En l'absence de cour criminelle internationale, et face aux violations graves et aux atrocités commises au Rwanda et en ex-Yougoslavie, le Conseil de sécurité a établi deux tribunaux spéciaux. Ces instances ont bien travaillé et elles établissent une solide jurisprudence.

Au début de cette semaine, par exemple, un milicien serbe de Bosnie accusé d’avoir violé deux Musulmanes en 1992, pendant le conflit en Bosnie- Herzégovine, a plaidé coupable. C'est la première fois que la chose se produit dans une affaire de viol en tant que crime de guerre.

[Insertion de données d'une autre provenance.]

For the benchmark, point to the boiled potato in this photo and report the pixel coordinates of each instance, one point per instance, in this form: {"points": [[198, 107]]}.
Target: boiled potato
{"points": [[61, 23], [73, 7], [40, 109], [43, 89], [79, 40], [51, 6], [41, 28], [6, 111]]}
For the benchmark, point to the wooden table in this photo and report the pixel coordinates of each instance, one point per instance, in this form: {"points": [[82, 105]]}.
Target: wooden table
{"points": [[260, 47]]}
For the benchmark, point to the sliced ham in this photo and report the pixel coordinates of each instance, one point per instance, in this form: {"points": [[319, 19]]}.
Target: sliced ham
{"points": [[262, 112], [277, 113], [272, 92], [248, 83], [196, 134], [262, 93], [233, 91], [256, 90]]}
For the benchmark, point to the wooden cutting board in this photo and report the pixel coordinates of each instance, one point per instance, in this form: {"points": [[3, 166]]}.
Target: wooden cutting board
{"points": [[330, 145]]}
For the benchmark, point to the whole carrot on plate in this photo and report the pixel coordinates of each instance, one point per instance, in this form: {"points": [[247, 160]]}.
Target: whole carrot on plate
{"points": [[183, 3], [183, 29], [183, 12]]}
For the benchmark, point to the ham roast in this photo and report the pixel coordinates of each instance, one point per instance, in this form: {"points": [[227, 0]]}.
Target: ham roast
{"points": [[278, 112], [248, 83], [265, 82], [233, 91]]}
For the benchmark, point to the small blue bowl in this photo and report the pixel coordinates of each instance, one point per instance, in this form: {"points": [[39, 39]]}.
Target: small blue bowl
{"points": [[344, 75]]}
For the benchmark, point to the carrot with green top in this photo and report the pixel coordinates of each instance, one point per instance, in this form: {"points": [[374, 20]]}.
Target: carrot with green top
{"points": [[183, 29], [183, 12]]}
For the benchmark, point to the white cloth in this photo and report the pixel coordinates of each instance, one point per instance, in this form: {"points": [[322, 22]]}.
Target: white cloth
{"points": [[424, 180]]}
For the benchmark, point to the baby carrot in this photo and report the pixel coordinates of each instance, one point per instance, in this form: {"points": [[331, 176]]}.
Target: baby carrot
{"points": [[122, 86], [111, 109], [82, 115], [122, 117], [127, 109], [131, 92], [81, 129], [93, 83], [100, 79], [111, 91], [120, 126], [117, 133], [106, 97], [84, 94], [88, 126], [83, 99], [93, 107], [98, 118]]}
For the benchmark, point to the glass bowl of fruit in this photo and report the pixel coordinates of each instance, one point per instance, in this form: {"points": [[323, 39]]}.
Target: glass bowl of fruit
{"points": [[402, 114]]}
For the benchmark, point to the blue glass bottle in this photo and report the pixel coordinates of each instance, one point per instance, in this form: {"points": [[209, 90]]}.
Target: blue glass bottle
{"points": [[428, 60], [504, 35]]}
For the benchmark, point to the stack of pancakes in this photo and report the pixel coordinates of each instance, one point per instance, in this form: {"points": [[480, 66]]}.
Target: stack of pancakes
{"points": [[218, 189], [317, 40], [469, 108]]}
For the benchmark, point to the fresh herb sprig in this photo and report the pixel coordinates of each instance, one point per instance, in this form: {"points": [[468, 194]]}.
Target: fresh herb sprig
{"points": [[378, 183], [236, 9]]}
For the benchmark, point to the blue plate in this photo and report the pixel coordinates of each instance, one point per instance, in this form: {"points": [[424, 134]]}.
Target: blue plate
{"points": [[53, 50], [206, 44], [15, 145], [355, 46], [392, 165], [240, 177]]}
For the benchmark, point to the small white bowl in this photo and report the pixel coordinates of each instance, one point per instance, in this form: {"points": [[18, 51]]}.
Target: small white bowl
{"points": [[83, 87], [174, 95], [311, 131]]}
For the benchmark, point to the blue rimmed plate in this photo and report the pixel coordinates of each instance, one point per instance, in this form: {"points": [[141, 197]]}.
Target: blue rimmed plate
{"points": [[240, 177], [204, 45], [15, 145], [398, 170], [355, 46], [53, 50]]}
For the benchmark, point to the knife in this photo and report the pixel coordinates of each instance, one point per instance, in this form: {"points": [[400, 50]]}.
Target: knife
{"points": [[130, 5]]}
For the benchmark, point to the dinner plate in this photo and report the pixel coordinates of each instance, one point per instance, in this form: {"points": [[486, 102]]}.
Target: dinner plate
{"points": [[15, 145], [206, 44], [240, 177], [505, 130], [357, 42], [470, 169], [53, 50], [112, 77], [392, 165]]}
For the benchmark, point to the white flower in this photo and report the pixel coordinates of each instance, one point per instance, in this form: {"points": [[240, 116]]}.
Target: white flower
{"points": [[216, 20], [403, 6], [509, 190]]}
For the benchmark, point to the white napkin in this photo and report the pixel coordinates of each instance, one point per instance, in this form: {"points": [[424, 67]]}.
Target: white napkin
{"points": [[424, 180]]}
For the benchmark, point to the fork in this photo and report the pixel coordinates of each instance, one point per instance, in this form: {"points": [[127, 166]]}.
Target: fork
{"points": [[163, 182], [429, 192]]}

La cour criminelle internationale reste toutefois le chaînon manquant du système juridique international. Elle permettrait pourtant de remédier aux lacunes des tribunaux spéciaux, comme par exemple le risque de justice sélective. Et elle pourrait prendre le relais si les institutions judiciaires nationales ne peuvent pas ou ne veulent pas agir.

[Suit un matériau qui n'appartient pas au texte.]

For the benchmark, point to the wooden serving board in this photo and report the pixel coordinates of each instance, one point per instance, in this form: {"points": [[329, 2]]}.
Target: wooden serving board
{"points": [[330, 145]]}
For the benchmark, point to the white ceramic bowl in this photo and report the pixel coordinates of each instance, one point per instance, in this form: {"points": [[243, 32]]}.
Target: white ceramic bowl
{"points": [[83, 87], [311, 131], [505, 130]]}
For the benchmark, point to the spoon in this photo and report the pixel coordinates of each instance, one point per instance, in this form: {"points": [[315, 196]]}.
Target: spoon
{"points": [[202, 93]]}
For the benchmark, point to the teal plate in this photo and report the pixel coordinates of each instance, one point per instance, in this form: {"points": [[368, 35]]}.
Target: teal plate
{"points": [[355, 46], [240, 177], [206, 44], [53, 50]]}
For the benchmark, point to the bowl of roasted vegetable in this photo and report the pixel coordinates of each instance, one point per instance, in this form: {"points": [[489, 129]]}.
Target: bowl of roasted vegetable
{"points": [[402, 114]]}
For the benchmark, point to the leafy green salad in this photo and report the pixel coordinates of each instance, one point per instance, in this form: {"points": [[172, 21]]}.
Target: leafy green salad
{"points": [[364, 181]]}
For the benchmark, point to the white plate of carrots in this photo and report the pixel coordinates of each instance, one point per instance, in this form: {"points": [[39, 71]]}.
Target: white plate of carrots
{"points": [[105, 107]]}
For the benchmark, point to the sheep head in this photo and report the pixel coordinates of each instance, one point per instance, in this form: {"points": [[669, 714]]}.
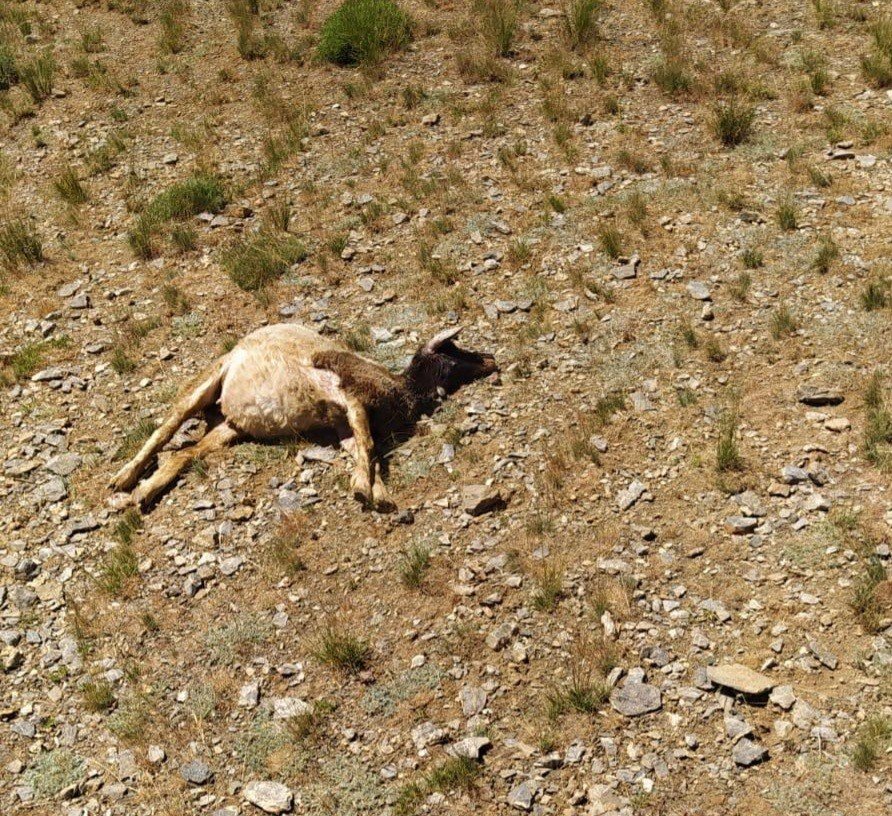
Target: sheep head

Elle pourrait aussi arrêter l'engrenage infernal des atrocités et des représailles dans lequel chaque massacre en appelle un autre, en garantissant que quelques-uns au moins des coupables sont traduits devant la justice.

La cour criminelle internationale pourrait mettre fin aux situations d'impunité en appliquant le principe de la responsabilité individuelle en matière criminelle, à savoir qu'à tous les échelons gouvernementaux et dans toute la chaîne de commandement militaire, chaque individu sans exception est responsable de ses actes.

Bref, la cour internationale mettrait les chefs militaires et les futurs criminels de guerre devant leurs responsabilités.

Nous aurons l'occasion de parvenir à ce résultat dans trois mois, quand sera convoquée à Rome une conférence internationale de plénipotentiaires chargée de conclure une convention portant création d’une cour criminelle internationale. En cette année d'anniversaire, à l'heure où s'achève notre siècle sanguinaire, je ne vois pas d'occasion plus propice pour renforcer les idéaux de la Convention sur le génocide. Nous devons tous faire notre possible pour que la loi du plus fort soit remplacée par la force de la loi.

Notre époque — et jusqu'à la décennie actuelle — a montré que l'homme était capable du pire. Mais je reste tout aussi convaincu de notre capacité à faire le bien, à apporter l'espoir à ceux qui souffrent et à donner sens et humanité à nos existences. Nous devons poursuivre la croisade que nous avons entreprise ensemble pour que les droits de l'homme deviennent le bien commun de tous les peuples du monde. Faisons-le dès cette année.